NSC en VVD willen geen vertegenwoordiging in een kabinet met Wilders/PVV en vrezen groot kiezersverlies bij deelname. VVD heeft daarbij de verkiezingen verloren en wil eerst op krachten komen.
BBB wil alles, zolang ze maar in een regering komen of anderszins invloed krijgen.
Verder is duidelijk dat er per politiek thema wisselende meerderheden zijn in beide kamers. Een idiologisch gedreven regering zal weinig kans maken meerderheden te creeeren.
Verder wil men breed af van de opgelegde partij discipline om per partij 1 standpunt te hanteren en gezamenlijk eenduidig te stemmen, tegen de wil in van individuele volksvertegenwoordigers.
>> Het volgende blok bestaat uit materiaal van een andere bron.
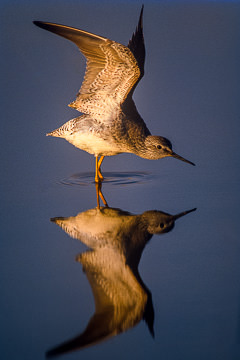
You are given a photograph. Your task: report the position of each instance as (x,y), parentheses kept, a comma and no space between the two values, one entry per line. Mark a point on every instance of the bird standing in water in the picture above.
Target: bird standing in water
(110,123)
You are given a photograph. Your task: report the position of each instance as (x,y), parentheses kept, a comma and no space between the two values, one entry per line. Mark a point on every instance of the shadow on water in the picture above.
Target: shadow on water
(120,178)
(116,240)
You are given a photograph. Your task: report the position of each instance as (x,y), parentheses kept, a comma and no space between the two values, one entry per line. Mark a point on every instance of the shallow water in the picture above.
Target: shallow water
(187,285)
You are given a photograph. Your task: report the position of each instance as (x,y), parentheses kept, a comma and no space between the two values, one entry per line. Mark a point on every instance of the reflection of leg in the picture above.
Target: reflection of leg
(96,171)
(99,168)
(99,193)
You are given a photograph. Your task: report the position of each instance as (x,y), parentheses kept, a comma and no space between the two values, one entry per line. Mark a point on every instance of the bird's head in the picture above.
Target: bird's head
(157,147)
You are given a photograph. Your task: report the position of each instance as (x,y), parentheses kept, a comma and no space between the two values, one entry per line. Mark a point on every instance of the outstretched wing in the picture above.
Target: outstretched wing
(111,72)
(137,46)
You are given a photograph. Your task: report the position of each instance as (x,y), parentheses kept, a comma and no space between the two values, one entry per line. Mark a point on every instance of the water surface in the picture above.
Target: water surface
(188,276)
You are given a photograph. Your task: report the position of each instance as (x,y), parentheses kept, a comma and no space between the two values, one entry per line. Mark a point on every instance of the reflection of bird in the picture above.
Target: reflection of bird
(117,239)
(111,123)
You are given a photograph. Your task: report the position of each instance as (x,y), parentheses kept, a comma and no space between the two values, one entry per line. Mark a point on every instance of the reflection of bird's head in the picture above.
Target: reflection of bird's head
(159,222)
Ontkoppeling van kamer en kabinet is hiervoor echter een oneigenlijk instrument. Beter zou zijn terug te keren naar de grondwet. Daarin staat de rol en verantwoordelijkheid van de individuele volksvergenwoordiger centraal, en niet het partijbelang. Politieke partijen hebben volgens de grondwet geen stem.
De risico’s van zo’n kabinet zijn m.i. net zo groot als de voordelen.
Risico’s van instabiliteit van welke vorm van een extreemrechts kabinet.
Voordelen van de rol en verantwoordelijkheid van individuele volksvertegenwoordigers per thema en wisselende meerderheden.
Op bestaanszekerheid en zorg zouden extreem rechtse- en linkse partijen kunnen samenwerken.
Op veel andere thema’s niet, nauwelijks of helemaal niet.
Wilders wil maar 1 ding: de macht.
Om daarmee thema’s als anti-migratie, -EU,
-klimaat en-milieu maatregelen en -Poetin beleid af te zwakken. Die laatste is zijn geestverwant, en zou alleen al daarom Wilders buiten regeringsinvloed moeten worden gehouden.
Laat maar klappen; dan een poging over links-midden. Niemand wil verkiezingen, behalve Wilders. Dat bindt uiteindelijk progressief en constructief midden.
Partijdiscipline wordt dan toch weer noodzakelijk, een nadeel.